On July 11 in Mariinka, on the outskirts of Donetsk, heavy shelling from what some claim were Ukrainian forces landed on the concrete apartment blocks of this quiet, working-class city. Six people were killed, and four were wounded. The mortar rounds fell without warning, ripping huge holes into apartments and shattering windows of nearby buildings.

“Kiev has no more use for us. That’s why they have attacked peaceful people,” said Sergei Koreyenko, 45, as he surveyed the damaged buildings. “People here might have been indifferent to the separatists before, but after this, I heard 500 went and signed up as rebel fighters.”

Some residents of the Donetsk region board buses leaving for Rostov-on-Don.
Maxim Zmeyev / Reuters

A day before the shelling, Mariinka’s boarding school for orphans also received a visit from a group of armed rebels from the Donetsk People’s Republic. The gunmen told the school’s director, Nikolai Mysura, they would shoot him if he didn’t allow them to evacuate his 54 orphans to Russia. That night, Mysura piled the children into a bus and took them to Volkova’s school.

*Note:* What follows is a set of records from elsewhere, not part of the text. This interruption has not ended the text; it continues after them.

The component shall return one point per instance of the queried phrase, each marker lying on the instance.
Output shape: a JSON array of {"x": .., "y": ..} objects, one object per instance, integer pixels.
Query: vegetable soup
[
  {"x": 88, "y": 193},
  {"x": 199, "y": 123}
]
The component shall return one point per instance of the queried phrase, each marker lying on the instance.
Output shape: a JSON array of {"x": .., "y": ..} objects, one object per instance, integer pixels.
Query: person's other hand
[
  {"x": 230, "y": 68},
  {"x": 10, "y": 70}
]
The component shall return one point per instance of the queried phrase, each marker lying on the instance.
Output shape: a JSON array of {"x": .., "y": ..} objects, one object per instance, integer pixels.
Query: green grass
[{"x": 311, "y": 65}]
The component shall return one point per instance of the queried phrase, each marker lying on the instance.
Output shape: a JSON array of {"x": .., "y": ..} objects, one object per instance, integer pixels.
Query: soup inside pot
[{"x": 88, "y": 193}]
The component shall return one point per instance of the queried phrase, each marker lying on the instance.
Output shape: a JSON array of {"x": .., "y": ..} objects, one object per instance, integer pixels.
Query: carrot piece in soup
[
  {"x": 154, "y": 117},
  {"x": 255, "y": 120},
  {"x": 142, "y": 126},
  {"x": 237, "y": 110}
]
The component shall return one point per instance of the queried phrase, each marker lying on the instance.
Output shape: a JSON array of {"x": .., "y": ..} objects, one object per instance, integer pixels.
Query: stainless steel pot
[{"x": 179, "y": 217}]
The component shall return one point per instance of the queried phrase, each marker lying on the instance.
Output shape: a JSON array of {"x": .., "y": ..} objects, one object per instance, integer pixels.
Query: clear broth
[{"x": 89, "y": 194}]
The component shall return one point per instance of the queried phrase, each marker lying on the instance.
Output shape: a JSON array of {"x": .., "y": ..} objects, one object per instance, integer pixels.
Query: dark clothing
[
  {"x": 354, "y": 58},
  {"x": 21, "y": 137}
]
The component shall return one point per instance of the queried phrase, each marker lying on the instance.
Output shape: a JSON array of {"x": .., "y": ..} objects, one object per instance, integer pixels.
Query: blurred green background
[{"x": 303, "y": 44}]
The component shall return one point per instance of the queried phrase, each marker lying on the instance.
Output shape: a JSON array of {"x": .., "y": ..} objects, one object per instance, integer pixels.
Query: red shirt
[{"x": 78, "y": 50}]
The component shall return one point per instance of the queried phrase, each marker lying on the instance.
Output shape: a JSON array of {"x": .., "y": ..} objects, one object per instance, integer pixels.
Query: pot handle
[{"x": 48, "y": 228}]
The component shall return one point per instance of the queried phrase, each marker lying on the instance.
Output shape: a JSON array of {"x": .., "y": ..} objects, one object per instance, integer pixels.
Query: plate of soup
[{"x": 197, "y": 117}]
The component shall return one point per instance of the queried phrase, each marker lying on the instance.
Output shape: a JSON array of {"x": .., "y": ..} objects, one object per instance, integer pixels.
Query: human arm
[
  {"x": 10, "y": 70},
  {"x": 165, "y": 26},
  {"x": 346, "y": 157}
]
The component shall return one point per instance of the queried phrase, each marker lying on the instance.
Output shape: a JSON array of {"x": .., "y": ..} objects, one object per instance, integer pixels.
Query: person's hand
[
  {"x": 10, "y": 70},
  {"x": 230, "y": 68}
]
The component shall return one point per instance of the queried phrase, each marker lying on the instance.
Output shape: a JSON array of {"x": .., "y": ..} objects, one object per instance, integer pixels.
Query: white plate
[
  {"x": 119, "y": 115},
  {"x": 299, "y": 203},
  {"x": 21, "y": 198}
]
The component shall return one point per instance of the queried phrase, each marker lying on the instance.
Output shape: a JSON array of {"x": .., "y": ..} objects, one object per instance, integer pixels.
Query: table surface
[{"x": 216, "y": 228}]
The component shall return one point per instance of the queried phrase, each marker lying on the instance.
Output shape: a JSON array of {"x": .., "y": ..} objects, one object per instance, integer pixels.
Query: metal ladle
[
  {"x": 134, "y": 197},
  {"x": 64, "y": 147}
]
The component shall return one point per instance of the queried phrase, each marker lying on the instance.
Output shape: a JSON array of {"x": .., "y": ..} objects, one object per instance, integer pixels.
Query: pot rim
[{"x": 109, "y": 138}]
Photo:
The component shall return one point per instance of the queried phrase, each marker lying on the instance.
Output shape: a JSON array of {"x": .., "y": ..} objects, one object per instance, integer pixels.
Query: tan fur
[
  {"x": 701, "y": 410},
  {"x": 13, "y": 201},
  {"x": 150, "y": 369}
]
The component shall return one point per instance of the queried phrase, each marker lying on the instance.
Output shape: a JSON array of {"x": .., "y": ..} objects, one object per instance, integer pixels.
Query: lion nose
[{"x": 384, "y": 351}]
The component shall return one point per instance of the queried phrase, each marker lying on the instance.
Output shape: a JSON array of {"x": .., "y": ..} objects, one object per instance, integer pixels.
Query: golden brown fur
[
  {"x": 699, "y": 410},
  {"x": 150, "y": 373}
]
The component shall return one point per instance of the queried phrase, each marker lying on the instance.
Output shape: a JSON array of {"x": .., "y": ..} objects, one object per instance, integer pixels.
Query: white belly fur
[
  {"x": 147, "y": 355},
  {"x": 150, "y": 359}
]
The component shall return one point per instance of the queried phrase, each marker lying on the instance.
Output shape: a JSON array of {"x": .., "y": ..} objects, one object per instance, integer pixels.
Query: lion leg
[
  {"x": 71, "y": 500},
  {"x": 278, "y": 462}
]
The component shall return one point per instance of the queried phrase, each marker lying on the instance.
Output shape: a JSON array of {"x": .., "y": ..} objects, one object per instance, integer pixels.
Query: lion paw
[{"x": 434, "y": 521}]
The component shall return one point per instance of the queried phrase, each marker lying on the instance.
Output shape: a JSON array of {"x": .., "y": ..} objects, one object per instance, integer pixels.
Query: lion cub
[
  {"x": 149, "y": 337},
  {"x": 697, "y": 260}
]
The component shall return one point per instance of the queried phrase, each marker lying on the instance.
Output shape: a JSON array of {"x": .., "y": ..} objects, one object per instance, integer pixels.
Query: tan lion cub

Together, Mysura and Volkova now have 128 children housed in the Donetsk facility, a brightly painted yellow campus built in 1959 and recently given a cheery remodel. “We can’t let the militiamen take the kids,” Mysura said, as his eyes filled with tears. “Maybe this is just a PR move for them to show the Russian media that they are ‘saving’ Donbass children. We don’t know.”

Mysura and Volkova’s greatest fear was that the rebels would use the children as human shields in its war with Ukrainian government forces.

The rebels visited the orphanage school once before, taking the younger students into a closed room and asking them how the director and her staff treated them. The students later said they were asked, Don’t you want to go to Russia, where it will be safer?

Students’ photos with the inscription “Our pride” at Donetsk Boarding School No. 1.
Anton Skyba

“We don’t feel in danger here. We are morally and physically prepared to go to the bomb shelter,” said Maria Sigonkova, 17, a student at the school. “We are hoping for the best but preparing for the worst.”

The conflict in the region has already ruined Sigonkova and her classmates’ summer, their last one together before going off to college, she said. For the past several years, the group of teenagers had spent a least a week at the nearby Sviatohirsk tourist camps, where they spent lazy days lying in the sun and hanging out with friends from other regional schools at the resort town, renowned for its mineral baths and historic monastery.

But the rebels told the director that they would block the students from going on this year’s scheduled June 18 trip. So for the time being, they are stuck together on campus, making the best of it, Sigonkova said.

“We stood up to those rebels the first time they came here and told them that we weren’t going with them to Russia,” said Sveta Surchilova, 18. She said none of the orphans would be getting on a bus to Russia. In the end, however, the director will likely decide what the students will do if the rebels show up again.

“We think the rebels want to show that only Russia cares for us and not Ukraine,” said Nastya Kasumova, 18, the school’s student-body president. “But actually, they don’t care for us at all. They are just using us as a political tool. We’re big kids, you know. We understand a lot about what’s going on here.”